I put Agorafabulous!: Dispatches from My Bedroom by Sara Benincasa on my Goodreads To Read list after I saw Alice's review. Then one day I had to make a trip to work up to Boston and I was almost done with the book I was reading and was afraid if I just bought it, I would be bookless. These are times I LOVE my Kindle because the night before the trip I can go "Shit I need a book for tomorrow. Oh here we go." And thus, I picked up Agorafabulous.

The book is a hilarious memoir of her struggles with Benincasa's various anxieties, primarily her agoraphobia. The stories are funny without sacrificing the seriousness of her condition. Agoraphobia is serious, even if the results are absurd. Plus she pulled me in cos she's a Jersey girl who went to school in Boston, so I can appreciate her comments like "New Jersey claims to be a state, but it is actually a gigantic slab of cement upon which malls sprout like blisters and corns on the scrubby feet of overworked, chain-smoking strippers,"* because this is not untrue.

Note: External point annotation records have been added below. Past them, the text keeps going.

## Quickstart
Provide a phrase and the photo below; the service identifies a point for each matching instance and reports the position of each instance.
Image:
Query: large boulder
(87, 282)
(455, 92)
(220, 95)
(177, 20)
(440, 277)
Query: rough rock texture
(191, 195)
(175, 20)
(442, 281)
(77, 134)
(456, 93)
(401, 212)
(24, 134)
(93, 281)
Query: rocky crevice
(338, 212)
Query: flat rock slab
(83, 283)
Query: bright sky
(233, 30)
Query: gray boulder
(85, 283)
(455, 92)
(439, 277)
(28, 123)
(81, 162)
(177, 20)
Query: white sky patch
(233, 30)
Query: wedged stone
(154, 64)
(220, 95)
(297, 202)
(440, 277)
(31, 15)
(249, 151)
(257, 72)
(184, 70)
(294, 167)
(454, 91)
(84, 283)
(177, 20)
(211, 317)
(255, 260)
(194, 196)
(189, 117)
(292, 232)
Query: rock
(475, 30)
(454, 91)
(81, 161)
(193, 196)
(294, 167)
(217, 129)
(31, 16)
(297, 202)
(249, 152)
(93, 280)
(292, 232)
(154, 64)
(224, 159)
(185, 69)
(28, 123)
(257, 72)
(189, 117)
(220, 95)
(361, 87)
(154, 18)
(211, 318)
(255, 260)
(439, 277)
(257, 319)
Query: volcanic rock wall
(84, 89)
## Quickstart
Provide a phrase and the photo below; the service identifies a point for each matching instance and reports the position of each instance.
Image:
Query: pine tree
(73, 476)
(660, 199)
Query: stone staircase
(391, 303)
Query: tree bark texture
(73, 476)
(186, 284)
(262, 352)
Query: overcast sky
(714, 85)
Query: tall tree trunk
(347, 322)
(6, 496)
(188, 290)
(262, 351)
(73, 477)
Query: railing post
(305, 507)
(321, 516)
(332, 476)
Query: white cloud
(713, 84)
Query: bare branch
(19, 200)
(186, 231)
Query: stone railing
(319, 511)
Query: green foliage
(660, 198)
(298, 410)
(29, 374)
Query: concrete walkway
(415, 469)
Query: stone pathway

Benincasa takes us through her trip to Sicily and her first serious panic attack, her agoraphobia in college when she couldn't even go to the bathroom and instead peed in bowls, to working as a personal assistant for an abusive spiritual guru, teaching in Texas, and eventually becoming a comedian in NYC. The settings are different but she's still dealing with her anxieties and his hilarious the whole time so it's cool.

I can't really think of what else to say but while I was looking through my highlights to write this I realized I would just like to share a bunch of quotes. Because they're GREAT.

"Thus did I end up in Sicily, the Alabama of Italy."

"Our particular trip was enlivened by the presence of a foursome of bitchtastic bottle blondes from the girls' tennis team. This cuntsquare of future real estate agents and PR associates..."

"Any average crazy person can worry one friend into action. But two? That's advanced achievement in the art of being nuts."

"I wasn't rich enough to follow my dream of living among noble brown stereotypes, which is why this book isn't called Eat, Pray, Love."

"On any given block in New York, I was bound to be, if not the sanest individual, at least not one of the craziest."

If I didn't have this on Kindle, I'd stick it on my shelf right next to The Bloggess's Let's Pretend book and I could have a "hilarious memoir by ladies with mental problems" shelf. It can sit next to my "white middle class straight guy problems" shelf. If I ever get around to organized my bookshelves, these are the types of categories I'm going with.

*I realized after I already wrote this paragraph that Alice also quoted this line in her review. Because it's that good.

Title quote from page 235/location 3278

Benincasa, Sara. Agorafabulous! Dispatches from My Bedroom. Harper Collins, 2012. Kindle edition.